Your Body Now: Having a baby in your forties is common these days, and the majority of older mothers have normal pregnancies, says Dr. Bernstein. Still, the risk of complications rises after age 40.
- If you’re having multiples, there’s an increased chance of delivering preterm or low birth weight babies. The Centers for Disease Control says the youngest and oldest mothers are the most likely to deliver low birth weight infants; however, much of the elevated LBW risk among older mothers is associated with their higher multiple birth rates.
- After age 40, the rates of complications that surround physically being able to carry an unborn baby, including gestational diabetes, elevated blood pressure, and preeclampsia, dramatically rise.
- Your risk of chromosomal abnormalities continues to go up. (At 40, your chance of having a baby with Down syndrome is one in 106.)
- The good news?

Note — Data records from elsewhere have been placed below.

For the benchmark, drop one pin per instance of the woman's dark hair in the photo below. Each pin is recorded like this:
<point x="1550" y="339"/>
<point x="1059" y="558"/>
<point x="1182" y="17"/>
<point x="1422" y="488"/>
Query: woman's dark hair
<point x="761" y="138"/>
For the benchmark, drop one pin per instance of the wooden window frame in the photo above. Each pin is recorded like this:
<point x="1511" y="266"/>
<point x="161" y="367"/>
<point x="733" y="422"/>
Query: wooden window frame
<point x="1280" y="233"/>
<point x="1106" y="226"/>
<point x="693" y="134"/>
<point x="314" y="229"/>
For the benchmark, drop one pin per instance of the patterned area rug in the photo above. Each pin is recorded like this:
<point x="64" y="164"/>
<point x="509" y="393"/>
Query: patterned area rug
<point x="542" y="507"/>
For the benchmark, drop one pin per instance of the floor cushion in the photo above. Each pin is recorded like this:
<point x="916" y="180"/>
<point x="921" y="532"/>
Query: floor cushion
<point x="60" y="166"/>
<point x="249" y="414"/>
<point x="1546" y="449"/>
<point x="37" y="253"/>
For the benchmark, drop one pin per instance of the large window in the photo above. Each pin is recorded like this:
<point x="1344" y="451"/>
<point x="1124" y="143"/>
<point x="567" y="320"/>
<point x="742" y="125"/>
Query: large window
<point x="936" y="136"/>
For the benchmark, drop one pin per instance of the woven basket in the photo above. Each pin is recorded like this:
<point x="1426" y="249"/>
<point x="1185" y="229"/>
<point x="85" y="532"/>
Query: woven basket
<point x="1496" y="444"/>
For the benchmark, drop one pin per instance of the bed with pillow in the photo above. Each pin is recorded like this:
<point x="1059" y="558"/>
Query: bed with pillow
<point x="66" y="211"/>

If you’re physically fit, eat well, and don’t have preexisting health conditions such as diabetes or hypertension, your overall risk of other pregnancy complications isn’t markedly higher than that of a woman in her twenties or thirties.
Your Mind Now: Unless you experience an unplanned pregnancy (surprise!), you’re definitely prepared to have a baby at this point in your life, particularly if you married late or if you’ve gone through years of fertility treatments. Here are some things you can expect:
- The self-confidence and perspective you’ve picked up in your life may make you more patient in dealing with a demanding newborn.
- You might have higher expectations of yourself than someone in her twenties or thirties since you’ve waited so long and perhaps invested so much to get pregnant. If you yearn for a nap or a break, get help—babies can wear out even the youngest parents, and a few hours to yourself here and there can recharge your batteries and make you feel more able to meet the demands of taking care of a little one. Also, try not to feel guilty for going back to work, missing your old, pre-baby life, or not having loads of fun every day. Remind yourself, “Your baby doesn’t have to be perfect, and you don’t have to be the perfect mother,” says Dr. Howard.
- It’s likely you won’t have as many friends with small children at this age, so don’t hesitate to make friends with younger moms. “Motherhood is the great unifier,” Dr. Howard says. “When you’re with your baby in the park, age issues sort of melt away because babies are the focus.”